No entanto, talvez mais do que perder ou ganhar zonas vitícolas, o mundo dos tintos e brancos poderá passar por grandes mudanças no interior de suas atuais áreas produtoras caso os modelos climáticos que saem dos computadores dos cientistas estejam realmente certos. Num planeta mais quente, boa parte dos vinhateiros poderá ter de tomar algumas decisões radicais nas próximas décadas. A mais difícil delas, sobretudo para os franceses e os produtores do Velho Mundo, muito apegados à noção de terroir e avessos a mudanças, será escolher entre trocar seu vinhedo de lugar ou alterar o perfil das cepas que compõem seu parreiral (e, por conseqüência, o estilo de seu vinho). Ou ainda ter de recorrer a truques tecnológicos para fazer o melhor vinho possível num mundo com alguns graus Celsius a mais.
Imagine o seguinte cenário. Estamos em 2100. Os vinhedos da região de Champagne – que no início do século 21 eram os mais setentrionais da França, pois estavam situados no paralelo norte 49, numa zona fria em que a uva normalmente penava para amadurecer – se tornaram tão tórridos que não dá mais para plantar Pinot Noir, Pinot Meunier e Chardonnay. O clima da Champagne agora é bom para Syrah e Grenache, cepas de zonas quentes. O que o champenois de Reims ou Épernay deve fazer para se manter um vigneron no século 22? Recorrer às uvas do sul (e do Sol) e ficar em sua amada terra, talvez produzindo tintos sem borbulhas, ou fazer as malar e ir para Kent ou Sussex, na Inglaterra, as novas mecas dos espumantes?
É claro que a situação acima, pintada em tintas um pouco fortes, não passa, por ora, de uma hipótese. Ela pode nunca vir a acontecer. O clima pode não esquentar tanto assim e, ainda que isso ocorra, sempre se pode argumentar que novas práticas viticulturais e a tecnologia humana vão impedir mudanças radicais no perfil das regiões produtoras de vinhos. De qualquer forma, o aquecimento global deverá provocar algumas mudanças bastante perceptíveis nos vinhedos.

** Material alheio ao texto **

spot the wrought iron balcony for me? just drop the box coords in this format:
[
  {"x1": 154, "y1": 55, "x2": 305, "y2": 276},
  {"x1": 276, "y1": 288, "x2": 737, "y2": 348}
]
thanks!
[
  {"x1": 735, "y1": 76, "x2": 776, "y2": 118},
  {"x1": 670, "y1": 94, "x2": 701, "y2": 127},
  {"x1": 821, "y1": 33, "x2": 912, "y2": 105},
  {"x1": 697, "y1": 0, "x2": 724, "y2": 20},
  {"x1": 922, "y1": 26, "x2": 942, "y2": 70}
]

Ou melhor, já está provocando desde a segunda metade do século passado, embora essas alterações tenham passado quase desapercebidas por que foram, até agora, muito mais benéficas do que prejudiciais à viticultura.
De acordo com um megaestudo do climatologista Gregory Jones, da Southern Oregon University (Estados Unidos), a temperatura média durante o período de crescimento da videira (entre abril e outubro no hemisfério norte e de outubro e abril no hemisfério sul), aumentou 1.3°C em 27 das mais renomadas regiões vitícolas do mundo entre 1950 e 2000. A elevação de temperatura, no entanto, não foi uniforme. Das áreas estudadas, as menos afetadas estavam sempre abaixo do Equador (Chile, Austrália e África do Sul). Com elevações da ordem de 2,5°C (ou mais) registradas na segunda metade do século passado, a Península Ibérica, o sul da França e partes dos estados norte-americanos de Washington e da Califórnia foram as zonas em que houve maior nível de aquecimento. Jones estima que, durante a segunda metade do século passado, a faixa geográfica do globo favorável à viticultura (com temperatura média entre 10° e 20°C) moveu-se entre 80 e 240 quilômetros no sentido dos pólos.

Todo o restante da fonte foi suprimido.